How ‘On Target’ is Your Marketing?

By Michele Pariza Wacek

Now that you've gathered information about your customers and potential customers, it's time to create a "customer profile."

A customer profile is an in-depth description of one person in your target market. Take all the information you've collected about your target market and create a single potential customer using that information. You might even call it a character study. Here's an example.

Let's say your target market is composed of married women in their thirties with small children and a full-time job. So, from that, you create a typical customer profile — a 35-year-old woman with two small children who works as a loan officer at Wells Fargo and her name is Marci (giving your character a name is very important). She also has a dog, a husband named Larry who works as computer programmer and a house in the suburbs.

It doesn't matter if any of this is true or not, the point is to make this "customer composite character" as real as possible.

Have several target markets you're focusing on? Do a composite character for all of them.

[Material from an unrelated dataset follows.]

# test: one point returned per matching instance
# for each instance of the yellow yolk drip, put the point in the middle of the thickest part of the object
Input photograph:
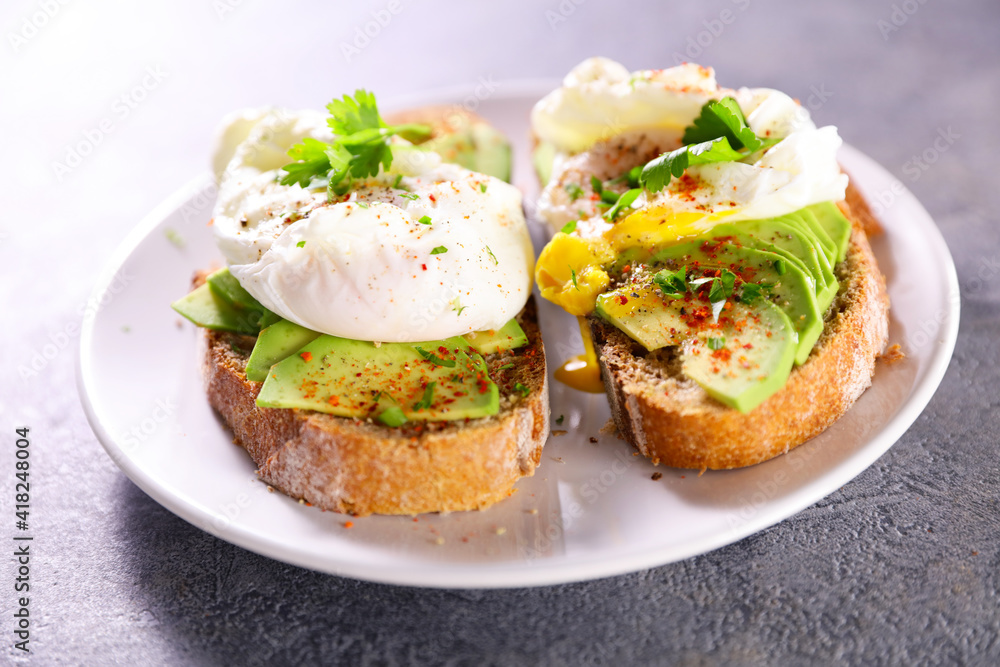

Why do you want to do this? To start thinking in details. The more details the better. Our minds aren't designed to think in generalities — we think in specifics.

For instance, take a moment to think of famous characters in great literature. Like Willy Loman in "Death of a Salesman." He's the everyman — every salesperson. But he isn't every person — he has his own quirks, his own personality. By focusing on one individual character, playwright Arthur Miller has turned Willy Loman into the quintessential salesman, representing every salesman everywhere.

Once you have your customer profile created, then it's time to make your marketing explode.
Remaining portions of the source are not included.